Automatically de-array with at least only one parameter:

python ada.py demo/ST221.jpg -c 6

Specific more parameters to get better performance.

-d core diameter in pixels

-c number of columns

-r number of rows

You can edit the .csv file to correct unexcept results.

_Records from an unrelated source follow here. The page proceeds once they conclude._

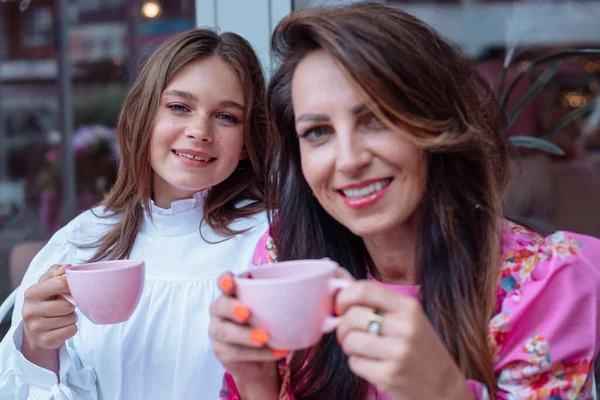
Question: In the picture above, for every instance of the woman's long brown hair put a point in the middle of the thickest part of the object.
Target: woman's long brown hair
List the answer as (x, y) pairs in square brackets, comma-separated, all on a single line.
[(415, 81), (132, 190)]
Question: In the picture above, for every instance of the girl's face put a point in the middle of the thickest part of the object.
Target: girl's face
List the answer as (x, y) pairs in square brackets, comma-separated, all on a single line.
[(197, 139), (362, 172)]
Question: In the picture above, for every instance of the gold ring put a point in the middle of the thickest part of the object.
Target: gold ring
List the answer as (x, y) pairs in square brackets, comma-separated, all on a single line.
[(375, 321)]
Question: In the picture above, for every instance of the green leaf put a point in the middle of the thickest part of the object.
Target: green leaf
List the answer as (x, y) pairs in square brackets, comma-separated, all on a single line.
[(535, 143)]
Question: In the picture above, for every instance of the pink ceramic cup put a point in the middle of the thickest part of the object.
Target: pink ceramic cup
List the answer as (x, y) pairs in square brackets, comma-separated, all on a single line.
[(106, 292), (292, 300)]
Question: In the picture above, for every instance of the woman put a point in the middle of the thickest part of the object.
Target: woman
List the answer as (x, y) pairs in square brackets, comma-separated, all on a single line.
[(392, 161), (188, 200)]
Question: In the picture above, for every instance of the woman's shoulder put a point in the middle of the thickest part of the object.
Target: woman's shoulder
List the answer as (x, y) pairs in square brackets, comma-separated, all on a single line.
[(94, 221), (529, 256), (544, 337)]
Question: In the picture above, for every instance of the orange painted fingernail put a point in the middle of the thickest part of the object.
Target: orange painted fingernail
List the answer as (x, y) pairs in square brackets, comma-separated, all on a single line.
[(259, 336), (241, 313), (226, 284), (280, 353)]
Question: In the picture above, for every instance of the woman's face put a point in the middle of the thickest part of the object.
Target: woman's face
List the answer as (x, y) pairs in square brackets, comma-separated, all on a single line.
[(364, 174)]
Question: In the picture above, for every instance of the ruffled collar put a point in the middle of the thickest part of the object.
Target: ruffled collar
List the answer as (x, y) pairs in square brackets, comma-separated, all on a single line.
[(184, 216)]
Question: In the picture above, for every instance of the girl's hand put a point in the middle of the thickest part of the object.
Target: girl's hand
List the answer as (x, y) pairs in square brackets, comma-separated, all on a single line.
[(48, 319), (406, 359)]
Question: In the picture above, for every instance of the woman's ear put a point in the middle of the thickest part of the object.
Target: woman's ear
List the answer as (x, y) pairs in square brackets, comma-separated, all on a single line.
[(243, 154)]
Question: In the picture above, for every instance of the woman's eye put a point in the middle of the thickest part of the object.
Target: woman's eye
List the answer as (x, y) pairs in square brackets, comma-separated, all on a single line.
[(315, 133)]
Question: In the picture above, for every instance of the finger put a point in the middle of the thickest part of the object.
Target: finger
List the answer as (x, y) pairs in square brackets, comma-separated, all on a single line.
[(63, 268), (358, 318), (226, 284), (344, 274), (366, 345), (55, 338), (50, 273), (54, 308), (229, 353), (231, 309), (48, 289), (224, 331), (374, 296)]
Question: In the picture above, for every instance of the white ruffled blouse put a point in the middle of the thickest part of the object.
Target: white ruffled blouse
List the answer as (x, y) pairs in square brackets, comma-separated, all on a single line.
[(163, 352)]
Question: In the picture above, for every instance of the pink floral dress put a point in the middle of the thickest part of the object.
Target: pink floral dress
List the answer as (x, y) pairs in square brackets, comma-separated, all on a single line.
[(546, 334)]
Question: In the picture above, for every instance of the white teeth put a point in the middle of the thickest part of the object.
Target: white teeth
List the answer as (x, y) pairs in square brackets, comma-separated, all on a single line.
[(367, 190), (191, 157)]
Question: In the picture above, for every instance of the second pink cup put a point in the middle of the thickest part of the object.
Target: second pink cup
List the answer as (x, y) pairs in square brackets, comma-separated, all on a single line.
[(106, 292), (292, 300)]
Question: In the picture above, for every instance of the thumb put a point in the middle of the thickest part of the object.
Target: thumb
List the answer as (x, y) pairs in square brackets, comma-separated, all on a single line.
[(226, 284)]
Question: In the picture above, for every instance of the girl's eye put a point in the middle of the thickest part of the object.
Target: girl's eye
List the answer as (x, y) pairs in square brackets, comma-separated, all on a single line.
[(228, 118), (178, 108)]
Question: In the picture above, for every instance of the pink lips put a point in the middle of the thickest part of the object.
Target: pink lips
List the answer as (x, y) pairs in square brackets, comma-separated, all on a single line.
[(357, 203)]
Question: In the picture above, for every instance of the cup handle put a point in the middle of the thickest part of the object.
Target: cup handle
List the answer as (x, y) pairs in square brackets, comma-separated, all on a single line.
[(333, 286), (69, 298)]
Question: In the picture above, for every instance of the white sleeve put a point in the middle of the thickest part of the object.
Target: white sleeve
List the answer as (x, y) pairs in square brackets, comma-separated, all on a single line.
[(19, 378)]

name col row x y w h QC_pass
A1 0 0 0 18 251 260 True
A2 0 1 0 287 246 257 True
A3 0 2 0 546 241 255 True
A4 0 3 0 815 241 255 True
B1 1 0 267 2 249 268 True
B2 1 1 261 280 248 244 True
B3 1 2 255 538 244 272 True
B4 1 3 255 821 248 249 True
C1 2 0 523 0 253 259 True
C2 2 1 518 273 260 268 True
C3 2 2 513 543 253 271 True
C4 2 3 513 818 251 252 True
D1 3 0 783 0 250 261 True
D2 3 1 783 271 258 266 True
D3 3 2 780 547 255 254 True
D4 3 3 778 815 252 255 True
E1 4 0 1045 0 262 266 True
E2 4 1 1045 270 262 271 True
E3 4 2 1043 547 257 252 True
E4 4 3 1041 801 253 269 True
F1 5 0 1312 0 267 266 False
F2 5 1 1312 269 267 289 True
F3 5 2 1309 560 260 225 False
F4 5 3 1307 787 254 283 True

extract

Then, extract de-arrayed cores automatically.

python extract.py demo/ST221.jpg -q 30

-q quality of JPEG images to be saved.